One of the most important financial topics: Cash flow
You might think, “cash flow doesn’t apply to me, these are my personal finances, not a business.”
It’s true, cash flow is typically a term only used to describe a financial metric in businesses. But, it’s as critical in your personal finances as it is in a business.
Simply, cash flow describes the movement of money in and out of your accounts. When you get paid, that is inflow. When you pay a bill, that is outgo. What can be difficult, is managing this so that there is always cash flowing in and always enough for the outgo – the expenses.
Someone recently told me something like this, “I never can seem to get ahead of my debts. I pay them all off, and then I rack up another one.” This is a cash flow problem. If you find yourself turning to a credit card, because your bills exceeded your income, this is a cash flow problem. If you find that you are spending more than you are bringing in, this is a cash flow problem.

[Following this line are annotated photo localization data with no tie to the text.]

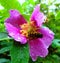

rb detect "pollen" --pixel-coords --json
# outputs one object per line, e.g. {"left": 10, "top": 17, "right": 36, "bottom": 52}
{"left": 20, "top": 21, "right": 40, "bottom": 39}
{"left": 20, "top": 23, "right": 29, "bottom": 30}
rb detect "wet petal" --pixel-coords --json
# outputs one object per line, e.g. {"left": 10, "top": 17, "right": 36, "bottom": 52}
{"left": 29, "top": 38, "right": 48, "bottom": 61}
{"left": 39, "top": 26, "right": 54, "bottom": 48}
{"left": 30, "top": 4, "right": 45, "bottom": 26}
{"left": 5, "top": 23, "right": 27, "bottom": 44}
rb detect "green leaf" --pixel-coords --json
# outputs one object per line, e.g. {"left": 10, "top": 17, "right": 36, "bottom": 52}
{"left": 0, "top": 0, "right": 23, "bottom": 13}
{"left": 0, "top": 32, "right": 12, "bottom": 41}
{"left": 10, "top": 42, "right": 29, "bottom": 63}
{"left": 0, "top": 58, "right": 10, "bottom": 63}
{"left": 23, "top": 14, "right": 30, "bottom": 21}
{"left": 0, "top": 46, "right": 11, "bottom": 54}
{"left": 55, "top": 11, "right": 60, "bottom": 20}
{"left": 52, "top": 39, "right": 60, "bottom": 48}
{"left": 29, "top": 54, "right": 60, "bottom": 63}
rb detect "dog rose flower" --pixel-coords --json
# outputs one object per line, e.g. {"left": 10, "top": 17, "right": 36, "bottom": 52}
{"left": 5, "top": 4, "right": 54, "bottom": 61}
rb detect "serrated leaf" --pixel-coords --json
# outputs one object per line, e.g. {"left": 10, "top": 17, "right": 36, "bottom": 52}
{"left": 10, "top": 42, "right": 29, "bottom": 63}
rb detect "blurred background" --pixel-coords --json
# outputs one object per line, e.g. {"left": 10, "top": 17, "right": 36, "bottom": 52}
{"left": 0, "top": 0, "right": 60, "bottom": 63}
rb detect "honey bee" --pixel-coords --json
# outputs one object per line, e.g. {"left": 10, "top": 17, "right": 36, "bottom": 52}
{"left": 28, "top": 32, "right": 43, "bottom": 39}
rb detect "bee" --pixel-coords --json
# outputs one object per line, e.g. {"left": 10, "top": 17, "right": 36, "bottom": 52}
{"left": 28, "top": 32, "right": 43, "bottom": 39}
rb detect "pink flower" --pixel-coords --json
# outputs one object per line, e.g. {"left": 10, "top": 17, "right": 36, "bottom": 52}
{"left": 5, "top": 4, "right": 54, "bottom": 61}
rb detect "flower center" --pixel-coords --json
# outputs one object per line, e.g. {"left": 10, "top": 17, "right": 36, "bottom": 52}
{"left": 20, "top": 21, "right": 43, "bottom": 40}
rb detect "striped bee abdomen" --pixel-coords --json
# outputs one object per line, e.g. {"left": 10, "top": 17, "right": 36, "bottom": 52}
{"left": 28, "top": 32, "right": 43, "bottom": 39}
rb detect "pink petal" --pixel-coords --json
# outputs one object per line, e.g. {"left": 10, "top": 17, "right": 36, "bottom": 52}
{"left": 6, "top": 10, "right": 27, "bottom": 27}
{"left": 5, "top": 23, "right": 27, "bottom": 44}
{"left": 4, "top": 10, "right": 27, "bottom": 44}
{"left": 39, "top": 26, "right": 54, "bottom": 48}
{"left": 30, "top": 4, "right": 45, "bottom": 26}
{"left": 29, "top": 38, "right": 48, "bottom": 61}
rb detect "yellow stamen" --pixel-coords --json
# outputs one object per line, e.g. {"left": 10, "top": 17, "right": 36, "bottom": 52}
{"left": 20, "top": 21, "right": 40, "bottom": 39}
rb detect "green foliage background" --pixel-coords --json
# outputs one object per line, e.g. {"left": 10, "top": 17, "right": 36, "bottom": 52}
{"left": 0, "top": 0, "right": 60, "bottom": 63}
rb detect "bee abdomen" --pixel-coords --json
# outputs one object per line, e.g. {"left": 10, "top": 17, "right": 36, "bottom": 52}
{"left": 28, "top": 32, "right": 43, "bottom": 39}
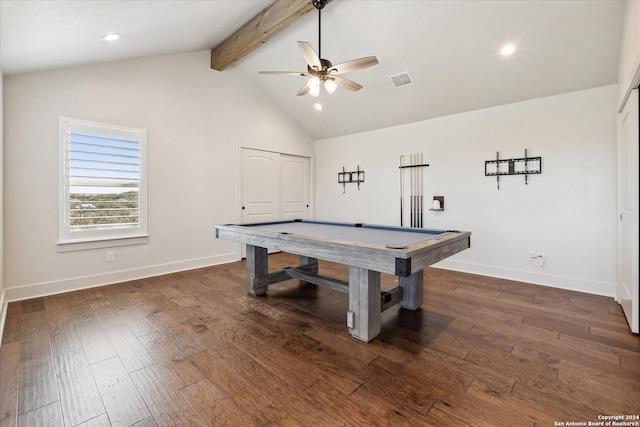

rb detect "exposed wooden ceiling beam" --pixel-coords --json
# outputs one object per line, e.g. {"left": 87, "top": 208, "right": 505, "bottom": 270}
{"left": 210, "top": 0, "right": 332, "bottom": 71}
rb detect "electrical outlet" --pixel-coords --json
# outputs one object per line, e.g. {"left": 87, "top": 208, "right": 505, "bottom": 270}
{"left": 106, "top": 251, "right": 115, "bottom": 262}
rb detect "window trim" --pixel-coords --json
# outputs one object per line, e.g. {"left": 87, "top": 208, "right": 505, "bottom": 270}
{"left": 58, "top": 117, "right": 148, "bottom": 248}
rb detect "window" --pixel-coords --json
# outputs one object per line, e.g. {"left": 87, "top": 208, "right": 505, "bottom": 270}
{"left": 59, "top": 117, "right": 147, "bottom": 246}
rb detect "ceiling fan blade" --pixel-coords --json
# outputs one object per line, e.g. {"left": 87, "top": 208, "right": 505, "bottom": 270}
{"left": 330, "top": 56, "right": 379, "bottom": 75}
{"left": 259, "top": 71, "right": 308, "bottom": 76}
{"left": 332, "top": 76, "right": 363, "bottom": 91}
{"left": 297, "top": 83, "right": 310, "bottom": 96}
{"left": 297, "top": 41, "right": 322, "bottom": 70}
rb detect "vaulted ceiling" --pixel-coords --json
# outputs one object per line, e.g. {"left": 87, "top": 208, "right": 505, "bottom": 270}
{"left": 0, "top": 0, "right": 626, "bottom": 140}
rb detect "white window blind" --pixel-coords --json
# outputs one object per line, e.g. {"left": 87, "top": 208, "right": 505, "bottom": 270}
{"left": 59, "top": 117, "right": 147, "bottom": 244}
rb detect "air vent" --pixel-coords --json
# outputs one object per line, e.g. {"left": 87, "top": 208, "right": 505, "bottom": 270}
{"left": 389, "top": 72, "right": 413, "bottom": 88}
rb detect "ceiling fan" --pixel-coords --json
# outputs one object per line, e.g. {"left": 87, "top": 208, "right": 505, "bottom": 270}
{"left": 259, "top": 0, "right": 378, "bottom": 97}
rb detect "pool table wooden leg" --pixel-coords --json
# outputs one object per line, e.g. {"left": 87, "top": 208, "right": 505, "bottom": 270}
{"left": 348, "top": 266, "right": 381, "bottom": 342}
{"left": 299, "top": 256, "right": 318, "bottom": 274}
{"left": 399, "top": 270, "right": 424, "bottom": 310}
{"left": 246, "top": 244, "right": 269, "bottom": 296}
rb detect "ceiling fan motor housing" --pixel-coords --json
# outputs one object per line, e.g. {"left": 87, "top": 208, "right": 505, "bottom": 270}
{"left": 308, "top": 58, "right": 333, "bottom": 76}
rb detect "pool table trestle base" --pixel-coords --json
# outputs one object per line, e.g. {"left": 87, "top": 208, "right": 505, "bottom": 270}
{"left": 216, "top": 220, "right": 471, "bottom": 342}
{"left": 249, "top": 259, "right": 407, "bottom": 314}
{"left": 245, "top": 249, "right": 421, "bottom": 342}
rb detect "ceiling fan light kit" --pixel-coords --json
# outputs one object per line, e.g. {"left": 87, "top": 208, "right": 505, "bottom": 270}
{"left": 308, "top": 76, "right": 321, "bottom": 97}
{"left": 259, "top": 0, "right": 378, "bottom": 97}
{"left": 324, "top": 78, "right": 338, "bottom": 94}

In a business, any of these scenarios are problematic because it demonstrates the business isn’t sustainable. A negative cash flow represents the same problem for our personal finances.
What can we do to navigate cash flow issues in our personal finances?

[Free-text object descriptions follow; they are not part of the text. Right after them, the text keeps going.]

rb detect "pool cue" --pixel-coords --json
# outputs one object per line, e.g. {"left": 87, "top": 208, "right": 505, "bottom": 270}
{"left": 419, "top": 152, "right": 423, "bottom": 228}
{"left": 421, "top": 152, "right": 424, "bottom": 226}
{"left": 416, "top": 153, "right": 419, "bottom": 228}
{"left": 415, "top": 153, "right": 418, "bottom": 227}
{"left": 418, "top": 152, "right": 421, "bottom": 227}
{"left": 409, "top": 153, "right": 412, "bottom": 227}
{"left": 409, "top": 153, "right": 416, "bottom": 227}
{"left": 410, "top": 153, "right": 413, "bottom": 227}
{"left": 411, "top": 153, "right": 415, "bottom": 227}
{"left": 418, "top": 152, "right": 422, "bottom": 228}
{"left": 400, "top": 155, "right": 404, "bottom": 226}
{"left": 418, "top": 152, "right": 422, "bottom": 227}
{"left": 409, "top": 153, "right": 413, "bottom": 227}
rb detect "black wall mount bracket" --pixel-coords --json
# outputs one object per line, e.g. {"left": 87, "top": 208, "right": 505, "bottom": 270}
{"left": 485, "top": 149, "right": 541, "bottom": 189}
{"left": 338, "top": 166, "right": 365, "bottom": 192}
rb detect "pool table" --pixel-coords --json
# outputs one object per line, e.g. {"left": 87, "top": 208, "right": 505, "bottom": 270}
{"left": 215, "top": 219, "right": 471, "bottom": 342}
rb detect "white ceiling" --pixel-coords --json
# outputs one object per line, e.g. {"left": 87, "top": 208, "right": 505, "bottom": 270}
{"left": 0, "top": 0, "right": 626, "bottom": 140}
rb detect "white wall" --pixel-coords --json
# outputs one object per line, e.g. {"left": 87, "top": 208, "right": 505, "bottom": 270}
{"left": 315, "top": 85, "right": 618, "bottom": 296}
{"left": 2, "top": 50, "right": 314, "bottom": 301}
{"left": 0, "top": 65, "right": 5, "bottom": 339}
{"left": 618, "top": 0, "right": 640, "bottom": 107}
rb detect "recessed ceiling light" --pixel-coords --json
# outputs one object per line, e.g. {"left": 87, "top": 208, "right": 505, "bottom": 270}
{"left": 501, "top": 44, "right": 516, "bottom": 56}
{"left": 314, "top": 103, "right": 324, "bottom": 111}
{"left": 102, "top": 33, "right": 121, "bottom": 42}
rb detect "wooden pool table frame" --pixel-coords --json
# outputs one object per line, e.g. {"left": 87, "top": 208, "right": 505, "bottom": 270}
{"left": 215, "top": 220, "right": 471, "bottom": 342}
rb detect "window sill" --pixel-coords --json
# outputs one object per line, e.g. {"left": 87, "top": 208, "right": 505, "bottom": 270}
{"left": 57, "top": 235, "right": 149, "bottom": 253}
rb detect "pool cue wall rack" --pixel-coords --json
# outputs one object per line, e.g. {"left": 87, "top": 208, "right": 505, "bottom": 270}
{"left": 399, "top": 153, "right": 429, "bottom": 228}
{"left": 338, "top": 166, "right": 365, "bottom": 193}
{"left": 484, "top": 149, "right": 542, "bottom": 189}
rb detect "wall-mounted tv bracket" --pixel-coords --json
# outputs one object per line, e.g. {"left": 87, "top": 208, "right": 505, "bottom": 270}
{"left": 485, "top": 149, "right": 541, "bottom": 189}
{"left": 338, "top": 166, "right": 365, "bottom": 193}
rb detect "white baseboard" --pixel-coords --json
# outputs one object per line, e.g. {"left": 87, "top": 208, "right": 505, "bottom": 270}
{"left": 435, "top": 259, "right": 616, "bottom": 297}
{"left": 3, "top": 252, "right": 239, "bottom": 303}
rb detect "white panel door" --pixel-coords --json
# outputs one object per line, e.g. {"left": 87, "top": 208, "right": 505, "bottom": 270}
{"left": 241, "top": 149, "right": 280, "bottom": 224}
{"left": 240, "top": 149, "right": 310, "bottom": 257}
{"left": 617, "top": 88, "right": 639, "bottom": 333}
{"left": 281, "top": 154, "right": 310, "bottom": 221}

Create a spending plan and follow it.
Expect the unexpected expenses and save for them. Go through your credit and debit card statements and pick out expenses that you hadn’t planned for. Incorporate them into your spending plan.
Pay off debt strategically. Only pay the minimums on your debts and then if you have extra money that isn’t needed for something else, then apply it to one of your debts. If you might need that money for something else (like 5 below), don’t use it to pay off existing debt if it will result in future debt.

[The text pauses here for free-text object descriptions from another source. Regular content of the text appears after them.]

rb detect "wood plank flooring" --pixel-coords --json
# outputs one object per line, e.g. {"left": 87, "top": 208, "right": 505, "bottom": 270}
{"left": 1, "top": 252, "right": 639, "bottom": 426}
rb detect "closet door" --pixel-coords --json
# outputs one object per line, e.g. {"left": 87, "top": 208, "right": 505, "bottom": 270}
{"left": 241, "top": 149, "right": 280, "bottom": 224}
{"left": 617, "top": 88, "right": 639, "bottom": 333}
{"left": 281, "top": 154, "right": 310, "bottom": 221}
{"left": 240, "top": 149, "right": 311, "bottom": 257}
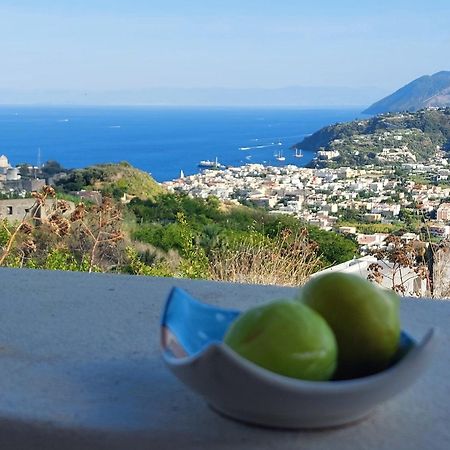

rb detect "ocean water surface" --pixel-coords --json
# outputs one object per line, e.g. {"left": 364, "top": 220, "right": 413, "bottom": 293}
{"left": 0, "top": 107, "right": 363, "bottom": 182}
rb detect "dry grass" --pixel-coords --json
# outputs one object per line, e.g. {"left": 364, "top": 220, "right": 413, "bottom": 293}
{"left": 131, "top": 240, "right": 182, "bottom": 272}
{"left": 208, "top": 228, "right": 322, "bottom": 287}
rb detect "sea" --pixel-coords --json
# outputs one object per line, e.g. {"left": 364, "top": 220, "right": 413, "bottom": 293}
{"left": 0, "top": 106, "right": 364, "bottom": 182}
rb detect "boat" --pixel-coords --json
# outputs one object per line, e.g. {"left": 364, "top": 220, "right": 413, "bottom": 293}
{"left": 294, "top": 148, "right": 303, "bottom": 158}
{"left": 198, "top": 157, "right": 225, "bottom": 169}
{"left": 275, "top": 150, "right": 285, "bottom": 162}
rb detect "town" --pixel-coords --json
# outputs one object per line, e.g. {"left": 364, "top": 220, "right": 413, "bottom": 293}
{"left": 164, "top": 160, "right": 450, "bottom": 252}
{"left": 3, "top": 148, "right": 450, "bottom": 252}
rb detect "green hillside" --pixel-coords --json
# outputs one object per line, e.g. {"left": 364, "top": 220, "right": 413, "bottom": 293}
{"left": 294, "top": 108, "right": 450, "bottom": 167}
{"left": 55, "top": 162, "right": 165, "bottom": 199}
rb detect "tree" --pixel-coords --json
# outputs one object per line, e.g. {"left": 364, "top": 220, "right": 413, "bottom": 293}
{"left": 41, "top": 160, "right": 66, "bottom": 178}
{"left": 307, "top": 226, "right": 358, "bottom": 266}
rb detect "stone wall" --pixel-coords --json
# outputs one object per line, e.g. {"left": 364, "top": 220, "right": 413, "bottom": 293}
{"left": 0, "top": 198, "right": 37, "bottom": 222}
{"left": 0, "top": 198, "right": 75, "bottom": 223}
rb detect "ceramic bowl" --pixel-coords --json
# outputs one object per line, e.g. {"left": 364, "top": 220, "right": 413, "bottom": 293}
{"left": 160, "top": 287, "right": 436, "bottom": 429}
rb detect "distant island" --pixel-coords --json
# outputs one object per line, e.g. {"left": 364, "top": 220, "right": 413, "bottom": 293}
{"left": 293, "top": 107, "right": 450, "bottom": 168}
{"left": 364, "top": 71, "right": 450, "bottom": 114}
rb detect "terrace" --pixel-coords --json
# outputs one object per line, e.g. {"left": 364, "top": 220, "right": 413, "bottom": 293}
{"left": 0, "top": 268, "right": 448, "bottom": 449}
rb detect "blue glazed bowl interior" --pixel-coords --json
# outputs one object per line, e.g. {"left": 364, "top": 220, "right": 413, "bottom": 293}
{"left": 161, "top": 287, "right": 416, "bottom": 373}
{"left": 161, "top": 287, "right": 240, "bottom": 357}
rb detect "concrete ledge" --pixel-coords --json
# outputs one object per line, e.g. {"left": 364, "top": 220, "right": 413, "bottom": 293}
{"left": 0, "top": 268, "right": 449, "bottom": 449}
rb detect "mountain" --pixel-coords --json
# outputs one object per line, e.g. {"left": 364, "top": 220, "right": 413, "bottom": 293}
{"left": 363, "top": 71, "right": 450, "bottom": 114}
{"left": 294, "top": 108, "right": 450, "bottom": 168}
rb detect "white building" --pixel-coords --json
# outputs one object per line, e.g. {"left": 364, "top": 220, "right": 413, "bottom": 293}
{"left": 0, "top": 154, "right": 11, "bottom": 175}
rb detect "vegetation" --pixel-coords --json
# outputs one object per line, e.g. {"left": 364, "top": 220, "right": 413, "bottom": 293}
{"left": 41, "top": 160, "right": 68, "bottom": 178}
{"left": 0, "top": 187, "right": 123, "bottom": 272}
{"left": 55, "top": 162, "right": 165, "bottom": 200}
{"left": 208, "top": 228, "right": 321, "bottom": 286}
{"left": 0, "top": 179, "right": 358, "bottom": 286}
{"left": 3, "top": 161, "right": 446, "bottom": 296}
{"left": 367, "top": 235, "right": 428, "bottom": 295}
{"left": 294, "top": 107, "right": 450, "bottom": 167}
{"left": 128, "top": 193, "right": 358, "bottom": 268}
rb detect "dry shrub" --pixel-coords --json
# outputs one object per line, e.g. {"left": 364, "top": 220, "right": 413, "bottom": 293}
{"left": 367, "top": 235, "right": 429, "bottom": 296}
{"left": 67, "top": 198, "right": 124, "bottom": 272}
{"left": 1, "top": 189, "right": 124, "bottom": 272}
{"left": 209, "top": 228, "right": 321, "bottom": 286}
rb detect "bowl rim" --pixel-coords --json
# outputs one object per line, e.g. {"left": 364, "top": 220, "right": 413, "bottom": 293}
{"left": 161, "top": 287, "right": 436, "bottom": 392}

Forecast your income and outgo. Look at what you know you will be receiving over the next month, and what you know you have to pay. Assess whether you will have a positive or negative cash flow.
Create a savings account that can serve as a cushion for truly unexpected expenses or decreases in income. If you’re self-employed, this is critical. This allows you to take time off or support you should income be slower than anticipated.
Together, these steps will help you take charge of any cash flow problems you might be experiencing, or at a minimum, help you feel clear, confident, and in control of your finances!